Ghost powers are arbitrarily unlocked as the game progresses, and the only reason I didn’t mention them before is because they don’t alter the game in any way except to add a new solution to puzzles. Possession is the most obvious one, and can be used in investigations to gain extra clues, or on moving bodies to help you get over the demon pits that are sometimes thrown in to make you rethink your route around a level. Outside of this, you can still possess people and read their minds, but you just cycle through the same two or three thoughts that apparently every person in Salem is having, making it ultimately useless. You can use Poltergeist on objects to attract the attention of NPCs, but this only works if that NPC is programmed to respond. You can’t, for example, go around frazzling TVs and freaking people out, unless the game specifically tells you to distract someone, which feels like its completely missing the point of what makes it fun to be a ghost. And finally there’s Teleport, which lets you… teleport. Its main use is to get through cracked walls that are otherwise impassable, and requires a small charge time before use, so it doesn’t even make for an effective movement technique. Throw in the Remove and Reveal powers, which you won’t know about until you accidentally use them and do exactly what you might think they do, and you’ve got a collection of powers that could’ve been great fun to use, but end up as mere puzzle-solving tools.

There are some issues with the general design of the game too. You can’t go wandering into every building in Salem, a limitation cleverly explained away with the religious nature of the town’s past leading to sanctification of every building. But there are also walls in purgatory that can’t be passed through, because they are technically solid in your dimension. This isn’t always a problem, but eventually the real world and purgatory walls start bleeding together, sometimes for no discernible reason other than just to stop you from going into certain places, further limiting how far you can actually explore in the game. If this was to save memory, then I’m not sure it worked; even when installed to my 360 the game frequently stuttered as I ran through environments, obviously loading new areas in a not-so-seamless fashion. It’s annoying that even with such relatively small environments I still had to regularly watch as Ronan stopped and started mid-run just because I’d gone up a flight of stairs.

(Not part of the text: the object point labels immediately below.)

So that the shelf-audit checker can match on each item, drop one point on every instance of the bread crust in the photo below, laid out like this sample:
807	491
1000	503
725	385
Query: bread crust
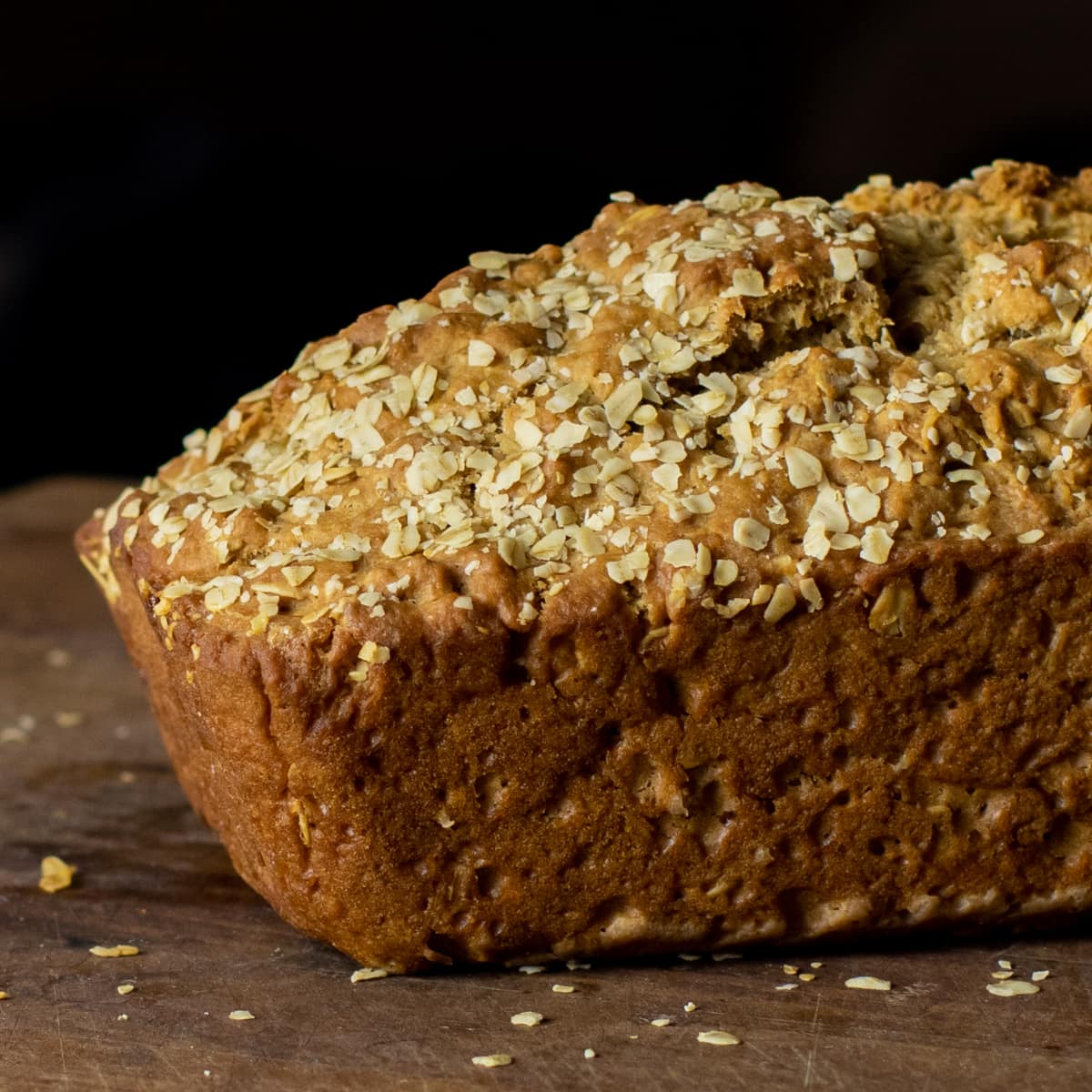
464	751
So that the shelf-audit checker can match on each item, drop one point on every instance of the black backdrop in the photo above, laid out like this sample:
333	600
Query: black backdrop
189	192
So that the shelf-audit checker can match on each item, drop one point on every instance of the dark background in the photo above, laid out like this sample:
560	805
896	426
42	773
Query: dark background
188	194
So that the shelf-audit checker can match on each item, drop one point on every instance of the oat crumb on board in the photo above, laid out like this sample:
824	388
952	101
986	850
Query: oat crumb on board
366	975
718	1037
491	1060
56	875
867	982
1013	987
529	1019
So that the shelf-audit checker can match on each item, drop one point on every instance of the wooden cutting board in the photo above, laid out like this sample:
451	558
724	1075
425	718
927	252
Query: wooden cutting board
83	775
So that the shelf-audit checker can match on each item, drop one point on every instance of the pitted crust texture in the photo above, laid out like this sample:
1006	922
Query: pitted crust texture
618	472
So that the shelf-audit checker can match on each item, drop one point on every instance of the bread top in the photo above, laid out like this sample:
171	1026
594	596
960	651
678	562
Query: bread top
735	404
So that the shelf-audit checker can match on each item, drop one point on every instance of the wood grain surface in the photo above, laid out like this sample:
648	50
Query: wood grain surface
83	775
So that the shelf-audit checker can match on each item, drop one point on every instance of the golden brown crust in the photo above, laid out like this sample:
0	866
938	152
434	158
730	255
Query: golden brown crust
716	577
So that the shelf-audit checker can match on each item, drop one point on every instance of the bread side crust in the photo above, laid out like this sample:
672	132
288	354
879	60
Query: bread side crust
915	753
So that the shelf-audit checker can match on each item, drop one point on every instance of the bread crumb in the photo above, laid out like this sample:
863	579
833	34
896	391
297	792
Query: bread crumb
1011	988
366	975
491	1060
718	1037
867	982
528	1019
56	875
114	953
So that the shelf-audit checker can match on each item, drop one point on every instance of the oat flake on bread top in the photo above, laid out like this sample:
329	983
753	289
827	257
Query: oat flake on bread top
731	403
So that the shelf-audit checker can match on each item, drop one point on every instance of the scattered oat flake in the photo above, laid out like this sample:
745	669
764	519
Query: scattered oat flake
56	875
114	953
1011	988
366	975
867	982
491	1060
718	1037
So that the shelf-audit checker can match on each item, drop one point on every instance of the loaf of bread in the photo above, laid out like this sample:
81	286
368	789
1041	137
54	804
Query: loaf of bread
722	576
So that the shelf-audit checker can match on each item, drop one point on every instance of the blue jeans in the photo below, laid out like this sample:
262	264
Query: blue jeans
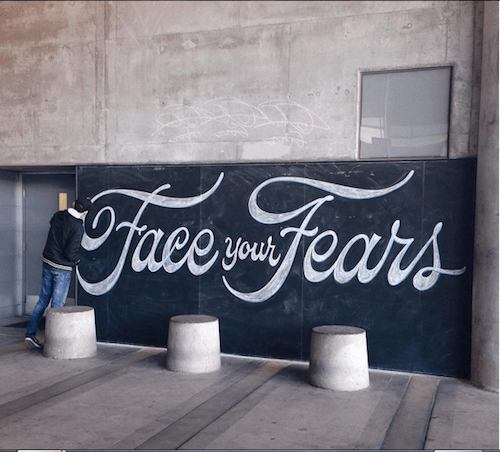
55	285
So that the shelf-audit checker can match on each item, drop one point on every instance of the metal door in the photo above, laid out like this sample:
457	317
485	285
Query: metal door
43	194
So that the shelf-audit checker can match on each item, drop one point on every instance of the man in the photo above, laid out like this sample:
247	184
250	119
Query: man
60	256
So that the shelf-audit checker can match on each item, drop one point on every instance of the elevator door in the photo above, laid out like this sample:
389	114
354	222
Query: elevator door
44	194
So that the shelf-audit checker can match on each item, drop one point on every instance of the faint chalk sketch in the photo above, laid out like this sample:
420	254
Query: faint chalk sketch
285	122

This can’t even be down to the graphics being hard to load, because while it’s not a bad looking game, Murdered: Soul Suspect isn’t exactly the most technically impressive game I’ve seen on the system. Everything is nicely detailed and the characters are expressive and emotive, but there are still some faults. The pretty major one is the reuse of character models, which at one point is so bad that the model used as a child-stalking murderous ghost early in the game is reused for a man you have to help find peace for potentially drunk-driving his car into a wall and killing everyone in the vehicle. It was plain bizarre to have had a serious discussion with a man about the fact that he wanted to slaughter a young girl, only to then be helping what I assumed was the same man move on to the afterlife. The other problem is the lighting, or rather lack thereof. Just because the game takes place at night doesn’t mean that everywhere has to be moodily lit, and rather than feel mysterious and interesting, everywhere looks dank, miserable and uninspiring. The best looking area in the game is a fully lit museum filled with people and props, and that only lasts for one floor before you walk up some stairs and find all the lights off so you can hardly see a thing.

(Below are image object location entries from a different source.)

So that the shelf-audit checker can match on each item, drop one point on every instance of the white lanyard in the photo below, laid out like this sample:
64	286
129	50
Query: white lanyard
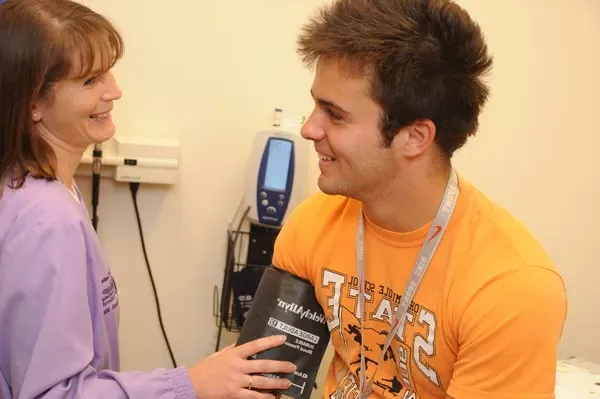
426	253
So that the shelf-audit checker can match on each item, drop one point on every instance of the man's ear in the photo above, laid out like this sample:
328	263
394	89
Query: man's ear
414	140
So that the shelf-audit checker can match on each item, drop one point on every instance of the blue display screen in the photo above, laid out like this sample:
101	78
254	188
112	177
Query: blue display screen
278	164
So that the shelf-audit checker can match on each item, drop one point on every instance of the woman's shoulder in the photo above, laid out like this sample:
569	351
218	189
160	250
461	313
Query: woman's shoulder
37	202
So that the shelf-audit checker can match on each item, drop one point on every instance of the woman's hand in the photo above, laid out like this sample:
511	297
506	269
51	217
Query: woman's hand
229	374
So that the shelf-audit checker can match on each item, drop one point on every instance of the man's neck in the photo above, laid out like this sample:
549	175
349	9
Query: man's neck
68	158
410	201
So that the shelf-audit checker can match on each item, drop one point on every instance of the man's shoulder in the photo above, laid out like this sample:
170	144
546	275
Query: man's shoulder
319	210
499	239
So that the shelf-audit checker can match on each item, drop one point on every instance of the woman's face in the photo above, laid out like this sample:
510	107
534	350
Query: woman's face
78	111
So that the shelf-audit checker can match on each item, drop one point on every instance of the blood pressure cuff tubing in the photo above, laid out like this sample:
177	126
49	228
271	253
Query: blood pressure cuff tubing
286	304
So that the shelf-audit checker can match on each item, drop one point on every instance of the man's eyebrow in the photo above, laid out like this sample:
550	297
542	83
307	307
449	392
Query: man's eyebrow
329	104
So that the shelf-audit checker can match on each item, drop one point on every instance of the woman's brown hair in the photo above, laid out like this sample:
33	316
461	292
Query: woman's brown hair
41	43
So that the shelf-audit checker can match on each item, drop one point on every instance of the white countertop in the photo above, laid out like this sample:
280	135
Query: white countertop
577	378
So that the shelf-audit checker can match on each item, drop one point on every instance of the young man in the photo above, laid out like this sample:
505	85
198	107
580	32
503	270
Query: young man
398	89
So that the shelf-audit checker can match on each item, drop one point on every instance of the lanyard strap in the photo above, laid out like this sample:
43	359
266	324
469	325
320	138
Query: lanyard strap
426	253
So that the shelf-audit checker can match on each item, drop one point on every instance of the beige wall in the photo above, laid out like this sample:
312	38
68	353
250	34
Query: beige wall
197	71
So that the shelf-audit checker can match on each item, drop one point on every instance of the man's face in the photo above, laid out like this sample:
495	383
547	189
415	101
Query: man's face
344	127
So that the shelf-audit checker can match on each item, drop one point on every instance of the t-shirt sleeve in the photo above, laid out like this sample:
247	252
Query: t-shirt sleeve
289	249
508	338
47	339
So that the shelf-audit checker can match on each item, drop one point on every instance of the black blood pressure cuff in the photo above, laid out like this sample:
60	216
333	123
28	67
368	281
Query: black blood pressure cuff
286	304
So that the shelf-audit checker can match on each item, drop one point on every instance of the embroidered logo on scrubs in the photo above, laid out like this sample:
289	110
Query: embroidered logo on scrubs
110	299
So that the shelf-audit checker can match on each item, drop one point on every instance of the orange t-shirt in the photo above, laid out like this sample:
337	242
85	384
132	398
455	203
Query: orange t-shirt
484	324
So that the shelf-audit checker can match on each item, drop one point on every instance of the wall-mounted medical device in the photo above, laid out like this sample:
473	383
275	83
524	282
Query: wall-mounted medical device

Speaking of things that are barely visible, I’m almost convinced that the soundtrack just doesn’t exist. There’s the odd orchestral sting and some chase music if a demon spots you, but beyond that I don’t remember a single piece of music. Silence in a soundtrack can be effective, and it does work well when wandering through a graveyard or other spooky environment, but for the most part it just makes the game feel lifeless and dull. The voice work is pretty good; there’s no standout performances to speak of, but there isn’t a completely duff line to be found. It’s just nicely… average.

And that’s all this is. Average. It’s an interesting concept that fell flat on its face, a collection of good ideas that were wasted thanks to trying to combine two genres that, as it happens, don’t work well together. Being a ghost detective may seem fun and interesting, but the way Murdered: Soul Suspect handles it, you’re more just an average cop who happens to be able to walk through walls. It’s got dull, repetitive gameplay that can’t even rely on a good narrative for support, constant stuttering, almost no soundtrack to speak of, and just a general air of disappointment. This could’ve been a really interesting take on the adventure/puzzle genre, but it ends up just being a thoroughly middle-of-the-road experience.

  • A really good concept
  • Some nice environments
  • The voice acting isn't awful
  • Simplistic narrative with bizarre tonal shifts
  • Derivative and boring gameplay
  • Frequent graphical stuttering (on last generation console)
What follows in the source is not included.